Whew! It’s been a busy few days of eating, and like many I contemplated the lemon juice fast by the time Saturday came around. Alas, just as soon as we think we will never want to eat again after Thanksgiving, what we discover is that we have created a way to actually desire and consume more food than we ever thought possible. There’s nothing like cool weather, a long weekend, great company, a kitchen full of homemade comfort foods, and some down time to show us how much we really like to eat.
It’s Sunday afternoon now, and after finally hitting my saturation point with turkey and stuffing sandwiches, and being forced to reckon with the fact that fasting is no solution to all these leftovers (anyway - as if!), I root around in the fridge and try to come up with a simple meal that will not take up the final hours of my weekend, will minimize my fat intake, and maximize nutritional density.
I know, I know. It sounds like I’m trying to get Santa Clause to come over for lunch. In truth though, Thanksgiving is probably one of the few times a year the average American household consumes actual food for several days in a row, so it’s not as hard as it sounds to get creative with the left-overs if you have a few veggie staples in the produce drawer.

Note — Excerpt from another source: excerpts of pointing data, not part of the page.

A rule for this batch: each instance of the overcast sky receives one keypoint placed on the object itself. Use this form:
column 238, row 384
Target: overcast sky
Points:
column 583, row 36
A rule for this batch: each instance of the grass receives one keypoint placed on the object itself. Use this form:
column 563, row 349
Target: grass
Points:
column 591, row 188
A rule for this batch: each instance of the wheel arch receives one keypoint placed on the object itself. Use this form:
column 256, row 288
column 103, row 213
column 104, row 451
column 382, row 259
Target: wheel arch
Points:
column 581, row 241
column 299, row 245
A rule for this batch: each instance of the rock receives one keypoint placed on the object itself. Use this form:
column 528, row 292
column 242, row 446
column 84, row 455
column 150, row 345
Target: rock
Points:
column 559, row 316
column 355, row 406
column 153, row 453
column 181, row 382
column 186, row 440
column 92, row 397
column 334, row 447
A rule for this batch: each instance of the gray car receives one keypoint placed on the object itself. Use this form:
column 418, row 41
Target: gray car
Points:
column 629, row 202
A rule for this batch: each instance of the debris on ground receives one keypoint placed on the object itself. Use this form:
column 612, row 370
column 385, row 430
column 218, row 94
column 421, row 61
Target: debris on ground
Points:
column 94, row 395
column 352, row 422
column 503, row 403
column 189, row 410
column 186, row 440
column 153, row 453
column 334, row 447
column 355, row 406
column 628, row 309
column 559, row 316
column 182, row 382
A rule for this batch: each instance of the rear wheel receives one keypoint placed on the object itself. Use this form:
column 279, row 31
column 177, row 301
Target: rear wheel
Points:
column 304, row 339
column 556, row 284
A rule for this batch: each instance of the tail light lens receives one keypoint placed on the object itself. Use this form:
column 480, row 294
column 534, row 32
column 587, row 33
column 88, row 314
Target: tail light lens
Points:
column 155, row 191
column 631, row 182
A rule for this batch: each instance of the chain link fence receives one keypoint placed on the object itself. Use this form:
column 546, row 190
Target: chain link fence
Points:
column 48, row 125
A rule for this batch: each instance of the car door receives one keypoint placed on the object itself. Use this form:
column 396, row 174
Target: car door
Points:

Here’s what I came up with today:
Potato Stir-Fry with Carrots, Peppers, and Onion
1 cup boiled, peeled potato (we left a few cups out before mashing them)
2 teaspoons of olive oil
1 medium red bell pepper
1/2 small red onion
1 medium carrot
1 garlic clove
In a frying pan heat up the olive oil and add the potatoes, garlic and carrot. (Tip - carrot takes longer to cook than the other ingredients, so slicing them in small julienne pieces will help them cook at the right pace). As the potatoes begin to warm up add the onion and bell pepper. Stir occasionally and to desired softness. Salt and pepper to taste.
Here’s what I got nutritionally from the concoction:
Calories: 319 (119 are from the olive oil, so feel free to steam your dish in water)
Fat: 14.5g (1.8g saturated fat)
Calcium: 117.5 mg
Phosphorous: 176.6 mg
Potassium: 965 mg
Vitamin A: 15,084 iu (international units)
Vitamin C: 206.5 mg
Folic Acid: 36mcg
*If you are sodium sensitive you will want to pay particular attention to natural occurring amounts of sodium in raw foods, and adjust your intake of added salts or pre-packaged and processed foods accordingly. You’ll notice too that in whole foods there is always a naturally occurring ratio of electrolytes - where sodium will be present in relation to potassium, magnesium and calcium. You can get a sense of what these ratios should look like when you see how much more potassium is naturally present in foods. Some studies indicate that hypertension may be have elements of a sodium sensitivity that develops when these ratios are chronically out of balance.
It’s clear this meal is not a significant source of fiber, B vitamins, or iron, but it can be easily be classified as a healthy meal, low in saturated fat and high in key nutrients like potassium, vitamin A - often lacking in the standard American diet. Hopefully it will also succeed in making you feel better about the greatly misunderstood potato. (FYI - If you leave the skin on the potato you increase the fiber, potassium, and niacin). In recent years the quintessential comfort food and nutritional staple for people around world has been vilified in a characterization known previously only to the egg.
The adaptable spud. The food that can please any palette in any culture, the root that lends itself to dozens of dishes, and can be eaten at any meal, need not be crossed off the shopping list of healthy eating. Pass on the wonder bread, forgo chips, and resist french fries, but fear not the potato.